Le possible est un spectre parce qu’il a une présence fantomatique qui flotte quelque part entre ce qui est et ce qui n’est pas. Pour que le possible soit réellement possible ne faut-il pas, en effet, qu’il ne soit pas déjà réellement réel ? Ce spectre du possible n’occupe pas seulement nos pensées quotidiennes, il hante l’histoire de la philosophie.
Loin de questionner ce concept fantomatique de possible, la philosophie l’a chargé de faire qu’« être » devienne un verbe d’action. En mélangeant le pouvoir-faire et l’être, elle a forgé le mirage du pouvoir-être. Ce que Parménide savait, à savoir que le chemin du possible s’ouvre là où finit la voie de l’être, ses successeurs ont aussitôt voulu l’oublier. La relecture minutieuse de son Poème projette en effet un éclairage neuf non seulement sur l’ontologie, mais encore sur les philosophes post-parménidiens, dont les rêves de meurtre à son endroit trahissent les fils indignes.
Ce travail engage à la fois une redéfinition pratique du concept de possible et une nouvelle histoire de la philosophie qui part de la krisis parménidienne pour aboutir à un usage inconscient du possible chez Bergson lui-même, en passant par Platon, Aristote, Leibniz, et Hegel, qui cultivent chacun à leur façon ce mystère ontologique.
L’objet du présent ouvrage est de dissiper le spectre du possible en revenant de ces conceptions magiques à un concept critique du possible. S’il est urgent de chasser le possible hors de la sphère de l’être, c’est non seulement au nom de l’ontologie, pour désolidariser l’être du faire, mais encore au nom de la politique, pour libérer le faire de l’être et ne plus oublier que l’homme est la mesure du possible.

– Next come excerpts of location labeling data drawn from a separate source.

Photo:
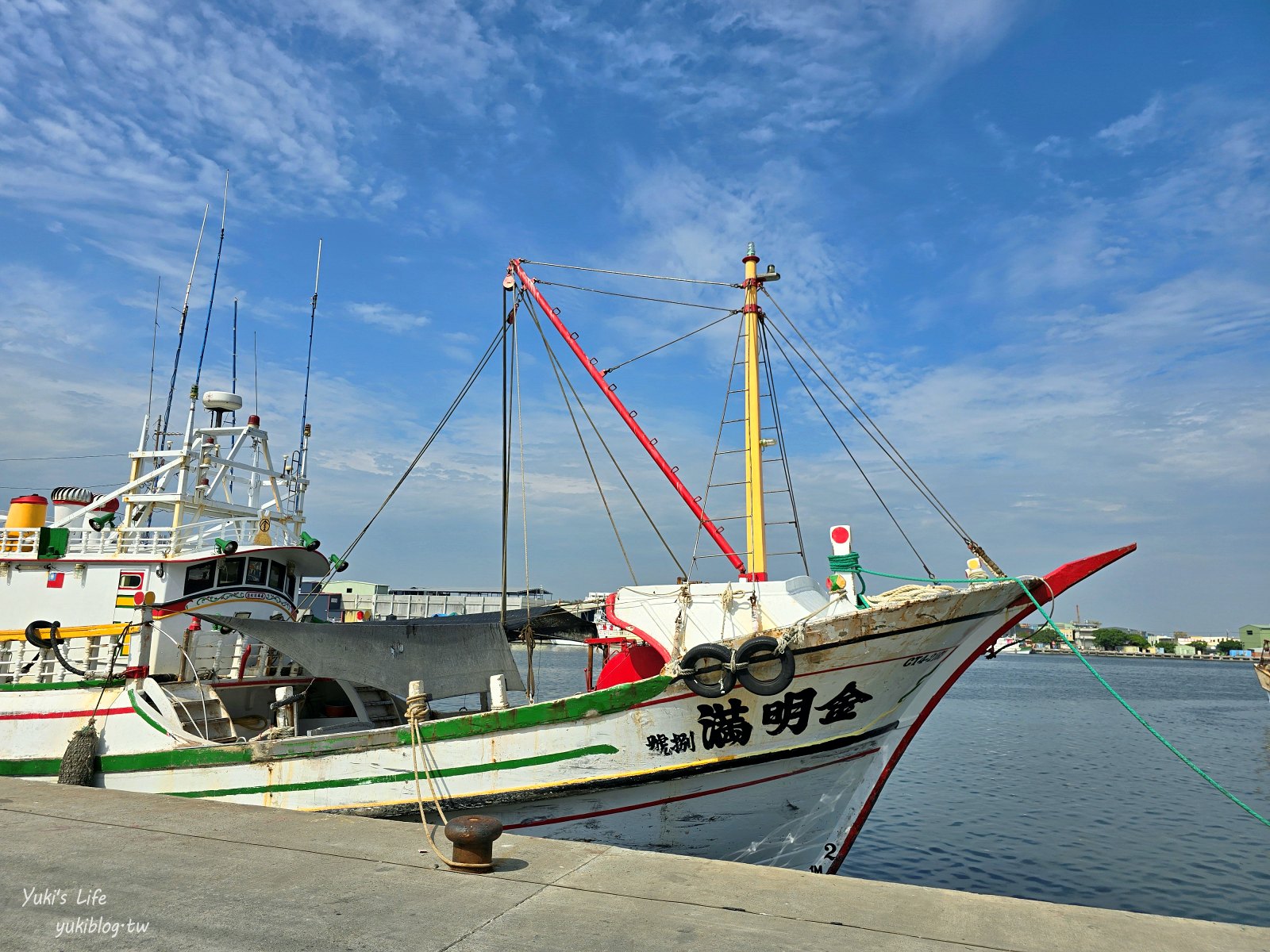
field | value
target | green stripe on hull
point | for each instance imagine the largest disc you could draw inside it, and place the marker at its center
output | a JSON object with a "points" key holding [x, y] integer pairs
{"points": [[572, 708], [42, 767], [403, 776], [60, 685]]}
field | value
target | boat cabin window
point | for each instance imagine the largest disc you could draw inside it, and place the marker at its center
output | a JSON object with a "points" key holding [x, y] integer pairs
{"points": [[230, 571], [257, 571], [225, 573], [198, 577]]}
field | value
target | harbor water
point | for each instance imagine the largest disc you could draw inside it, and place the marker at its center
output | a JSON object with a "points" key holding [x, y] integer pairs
{"points": [[1030, 781]]}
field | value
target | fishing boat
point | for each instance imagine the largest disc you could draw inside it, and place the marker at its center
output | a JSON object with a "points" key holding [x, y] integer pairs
{"points": [[752, 719]]}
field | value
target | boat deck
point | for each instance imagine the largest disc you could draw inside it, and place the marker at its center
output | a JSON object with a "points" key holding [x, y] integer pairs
{"points": [[217, 876]]}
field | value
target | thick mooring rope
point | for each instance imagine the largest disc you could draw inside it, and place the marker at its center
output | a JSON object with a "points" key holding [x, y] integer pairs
{"points": [[416, 712], [1114, 693]]}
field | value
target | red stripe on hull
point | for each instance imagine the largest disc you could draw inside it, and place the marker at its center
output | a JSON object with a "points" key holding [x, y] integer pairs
{"points": [[689, 797], [65, 714]]}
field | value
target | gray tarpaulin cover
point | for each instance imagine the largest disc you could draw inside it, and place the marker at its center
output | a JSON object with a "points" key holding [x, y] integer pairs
{"points": [[450, 658]]}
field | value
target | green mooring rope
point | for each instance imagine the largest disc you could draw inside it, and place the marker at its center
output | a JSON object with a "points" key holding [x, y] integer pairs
{"points": [[1124, 704], [850, 562]]}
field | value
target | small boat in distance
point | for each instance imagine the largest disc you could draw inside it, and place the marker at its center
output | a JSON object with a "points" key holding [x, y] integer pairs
{"points": [[752, 719]]}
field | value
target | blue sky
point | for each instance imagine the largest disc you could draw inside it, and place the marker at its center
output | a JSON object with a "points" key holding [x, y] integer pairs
{"points": [[1030, 236]]}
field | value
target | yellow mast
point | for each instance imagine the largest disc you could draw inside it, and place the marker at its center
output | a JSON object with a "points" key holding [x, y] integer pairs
{"points": [[756, 527]]}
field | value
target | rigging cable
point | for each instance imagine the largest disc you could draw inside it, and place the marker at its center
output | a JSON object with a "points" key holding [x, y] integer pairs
{"points": [[429, 442], [893, 454], [506, 447], [633, 298], [852, 457], [780, 438], [527, 632], [662, 347], [582, 442], [714, 457], [611, 457], [632, 274]]}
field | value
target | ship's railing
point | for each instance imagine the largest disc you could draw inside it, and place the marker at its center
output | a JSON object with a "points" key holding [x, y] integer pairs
{"points": [[210, 654], [144, 539]]}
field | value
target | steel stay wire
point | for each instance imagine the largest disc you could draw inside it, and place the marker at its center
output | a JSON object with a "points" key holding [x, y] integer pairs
{"points": [[852, 457], [780, 438], [899, 459], [714, 456], [941, 511], [630, 274], [622, 473], [558, 371], [633, 298], [427, 443]]}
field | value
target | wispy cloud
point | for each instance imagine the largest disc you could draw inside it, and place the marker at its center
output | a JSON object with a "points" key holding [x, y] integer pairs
{"points": [[387, 317]]}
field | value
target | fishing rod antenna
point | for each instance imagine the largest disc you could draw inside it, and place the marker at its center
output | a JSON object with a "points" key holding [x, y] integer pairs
{"points": [[216, 272], [309, 362], [181, 332]]}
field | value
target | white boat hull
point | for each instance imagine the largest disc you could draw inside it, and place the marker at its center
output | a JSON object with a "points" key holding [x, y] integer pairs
{"points": [[768, 780]]}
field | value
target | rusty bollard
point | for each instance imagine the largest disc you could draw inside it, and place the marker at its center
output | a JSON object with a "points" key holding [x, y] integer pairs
{"points": [[474, 842]]}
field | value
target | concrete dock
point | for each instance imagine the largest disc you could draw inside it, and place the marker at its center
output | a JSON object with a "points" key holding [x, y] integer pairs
{"points": [[88, 869]]}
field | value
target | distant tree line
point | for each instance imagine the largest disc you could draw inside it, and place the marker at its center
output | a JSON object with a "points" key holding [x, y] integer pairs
{"points": [[1115, 639]]}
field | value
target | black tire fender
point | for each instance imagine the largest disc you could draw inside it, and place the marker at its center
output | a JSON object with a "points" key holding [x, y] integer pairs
{"points": [[713, 655], [764, 649], [36, 639]]}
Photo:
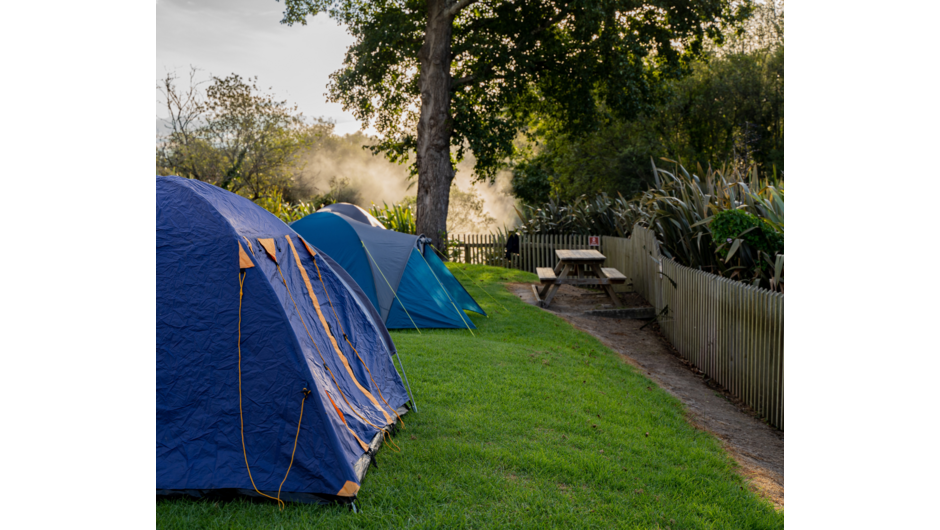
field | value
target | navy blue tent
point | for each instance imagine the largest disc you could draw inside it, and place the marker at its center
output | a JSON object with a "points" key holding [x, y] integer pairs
{"points": [[269, 357], [400, 273]]}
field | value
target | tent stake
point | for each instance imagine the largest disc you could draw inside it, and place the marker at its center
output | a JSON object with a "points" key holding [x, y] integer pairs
{"points": [[400, 363]]}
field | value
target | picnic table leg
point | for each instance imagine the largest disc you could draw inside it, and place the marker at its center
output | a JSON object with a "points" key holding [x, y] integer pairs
{"points": [[609, 289], [553, 288]]}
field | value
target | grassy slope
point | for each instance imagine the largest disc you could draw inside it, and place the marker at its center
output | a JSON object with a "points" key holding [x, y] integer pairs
{"points": [[531, 424]]}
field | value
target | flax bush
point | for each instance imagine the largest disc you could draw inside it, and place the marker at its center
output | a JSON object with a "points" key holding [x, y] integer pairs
{"points": [[680, 208]]}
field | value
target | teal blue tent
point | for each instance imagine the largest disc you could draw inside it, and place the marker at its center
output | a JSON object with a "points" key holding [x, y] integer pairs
{"points": [[401, 274]]}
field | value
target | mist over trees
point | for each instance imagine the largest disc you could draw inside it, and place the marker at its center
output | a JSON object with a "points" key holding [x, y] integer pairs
{"points": [[443, 77]]}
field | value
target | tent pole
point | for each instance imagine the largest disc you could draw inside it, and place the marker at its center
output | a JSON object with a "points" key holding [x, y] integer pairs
{"points": [[413, 402]]}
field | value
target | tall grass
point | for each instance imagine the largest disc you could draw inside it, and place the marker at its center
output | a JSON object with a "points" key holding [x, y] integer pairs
{"points": [[679, 208], [397, 217], [286, 211]]}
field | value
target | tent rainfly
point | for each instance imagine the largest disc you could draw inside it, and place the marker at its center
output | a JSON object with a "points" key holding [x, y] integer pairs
{"points": [[400, 273], [274, 373]]}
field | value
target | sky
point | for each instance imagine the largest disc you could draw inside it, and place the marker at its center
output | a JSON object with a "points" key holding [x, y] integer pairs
{"points": [[245, 37]]}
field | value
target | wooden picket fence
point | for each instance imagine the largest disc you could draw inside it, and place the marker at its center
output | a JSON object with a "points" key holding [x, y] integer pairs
{"points": [[732, 332], [729, 330]]}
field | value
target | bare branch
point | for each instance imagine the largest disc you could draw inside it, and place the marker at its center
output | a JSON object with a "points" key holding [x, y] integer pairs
{"points": [[457, 7]]}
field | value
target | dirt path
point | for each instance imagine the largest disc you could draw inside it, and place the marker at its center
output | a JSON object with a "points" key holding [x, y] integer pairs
{"points": [[757, 447]]}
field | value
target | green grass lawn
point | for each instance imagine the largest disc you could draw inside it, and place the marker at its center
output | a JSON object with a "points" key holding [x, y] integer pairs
{"points": [[530, 424]]}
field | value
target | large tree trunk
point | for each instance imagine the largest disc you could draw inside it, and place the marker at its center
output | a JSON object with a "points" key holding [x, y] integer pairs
{"points": [[435, 128]]}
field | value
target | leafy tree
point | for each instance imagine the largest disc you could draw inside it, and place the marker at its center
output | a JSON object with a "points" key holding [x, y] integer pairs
{"points": [[442, 76], [728, 111], [234, 136]]}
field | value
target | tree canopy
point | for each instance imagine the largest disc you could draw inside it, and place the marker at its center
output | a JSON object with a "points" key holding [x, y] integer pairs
{"points": [[234, 136], [511, 58]]}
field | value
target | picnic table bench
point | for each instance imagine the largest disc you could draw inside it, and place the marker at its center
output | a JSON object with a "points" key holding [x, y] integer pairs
{"points": [[581, 268]]}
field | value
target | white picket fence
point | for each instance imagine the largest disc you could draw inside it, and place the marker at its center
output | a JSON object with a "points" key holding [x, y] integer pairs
{"points": [[732, 332]]}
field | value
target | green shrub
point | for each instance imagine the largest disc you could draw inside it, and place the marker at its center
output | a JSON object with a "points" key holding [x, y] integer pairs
{"points": [[680, 208], [730, 225]]}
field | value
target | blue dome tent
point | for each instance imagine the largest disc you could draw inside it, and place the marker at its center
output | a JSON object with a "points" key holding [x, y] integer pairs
{"points": [[353, 212], [400, 273], [274, 374]]}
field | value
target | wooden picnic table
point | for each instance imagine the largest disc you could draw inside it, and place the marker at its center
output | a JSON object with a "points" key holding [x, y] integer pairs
{"points": [[578, 267]]}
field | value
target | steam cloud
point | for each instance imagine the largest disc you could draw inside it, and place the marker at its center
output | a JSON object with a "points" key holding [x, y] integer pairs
{"points": [[376, 180]]}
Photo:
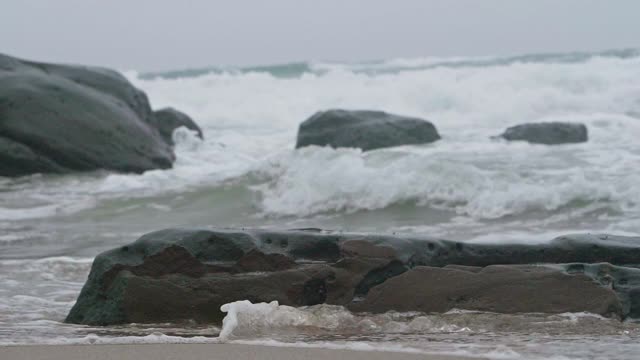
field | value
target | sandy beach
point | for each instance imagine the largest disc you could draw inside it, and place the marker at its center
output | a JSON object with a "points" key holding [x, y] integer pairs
{"points": [[197, 352]]}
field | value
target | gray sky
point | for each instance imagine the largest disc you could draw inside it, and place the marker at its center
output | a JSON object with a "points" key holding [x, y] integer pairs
{"points": [[163, 34]]}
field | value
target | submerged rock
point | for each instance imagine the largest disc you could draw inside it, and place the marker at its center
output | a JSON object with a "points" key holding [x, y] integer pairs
{"points": [[496, 288], [363, 129], [63, 118], [549, 133], [184, 275]]}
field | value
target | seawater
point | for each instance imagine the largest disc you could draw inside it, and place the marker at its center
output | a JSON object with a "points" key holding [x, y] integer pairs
{"points": [[246, 173]]}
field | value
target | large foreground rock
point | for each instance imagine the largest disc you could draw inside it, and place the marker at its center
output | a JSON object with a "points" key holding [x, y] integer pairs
{"points": [[183, 275], [549, 133], [362, 129], [62, 118]]}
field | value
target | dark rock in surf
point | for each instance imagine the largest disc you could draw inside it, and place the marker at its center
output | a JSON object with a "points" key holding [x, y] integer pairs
{"points": [[63, 118], [497, 288], [179, 275], [548, 133], [363, 129], [169, 119]]}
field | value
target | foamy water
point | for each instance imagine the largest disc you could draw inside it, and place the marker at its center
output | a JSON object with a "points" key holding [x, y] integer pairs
{"points": [[466, 186]]}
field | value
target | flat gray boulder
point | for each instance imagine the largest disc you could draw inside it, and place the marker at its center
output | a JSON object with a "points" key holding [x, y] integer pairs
{"points": [[364, 129], [548, 133], [179, 275], [63, 118]]}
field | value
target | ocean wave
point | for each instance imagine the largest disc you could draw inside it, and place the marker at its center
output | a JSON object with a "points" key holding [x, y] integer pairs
{"points": [[250, 121], [297, 69]]}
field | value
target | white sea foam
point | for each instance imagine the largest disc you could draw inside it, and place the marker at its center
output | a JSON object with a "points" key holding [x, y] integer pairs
{"points": [[250, 121]]}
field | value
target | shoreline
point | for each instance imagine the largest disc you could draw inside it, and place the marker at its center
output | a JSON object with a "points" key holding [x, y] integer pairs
{"points": [[202, 351]]}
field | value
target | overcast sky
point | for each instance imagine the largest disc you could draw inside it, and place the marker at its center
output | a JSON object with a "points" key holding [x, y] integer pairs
{"points": [[163, 34]]}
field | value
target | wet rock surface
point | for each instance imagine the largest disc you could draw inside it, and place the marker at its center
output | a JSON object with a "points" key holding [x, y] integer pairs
{"points": [[186, 275], [364, 129], [548, 133], [63, 118]]}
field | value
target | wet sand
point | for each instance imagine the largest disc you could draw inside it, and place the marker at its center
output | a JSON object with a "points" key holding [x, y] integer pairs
{"points": [[199, 352]]}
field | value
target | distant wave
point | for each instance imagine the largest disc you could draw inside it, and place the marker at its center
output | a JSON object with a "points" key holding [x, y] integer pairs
{"points": [[297, 69]]}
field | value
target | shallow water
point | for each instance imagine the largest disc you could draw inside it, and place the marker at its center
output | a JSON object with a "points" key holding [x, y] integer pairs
{"points": [[246, 173]]}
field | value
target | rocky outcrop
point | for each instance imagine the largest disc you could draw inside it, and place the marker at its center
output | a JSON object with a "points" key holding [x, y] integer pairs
{"points": [[169, 119], [549, 133], [62, 118], [186, 275], [362, 129], [496, 288]]}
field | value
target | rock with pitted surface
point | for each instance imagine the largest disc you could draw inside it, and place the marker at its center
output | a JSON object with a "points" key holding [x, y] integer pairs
{"points": [[548, 133], [364, 129], [63, 118], [186, 275]]}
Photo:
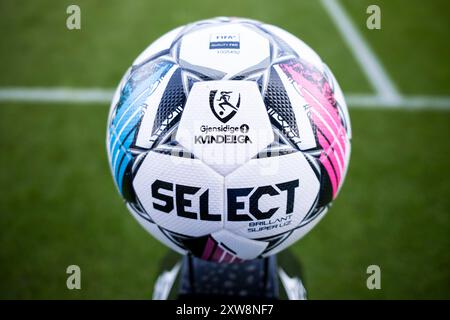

Guillaume Pigeard de Gurbert, agrégé, docteur en philosophie, est professeur de première supérieure. Le spectre du possible, qui porte sur les usages philosophiques du possible, forme un diptyque avec Le mouchoir de Desdémone (Actes Sud) qui en étudie les fonctions artistiques. Son précédent livre, Kant et le temps, est paru chez Kimé.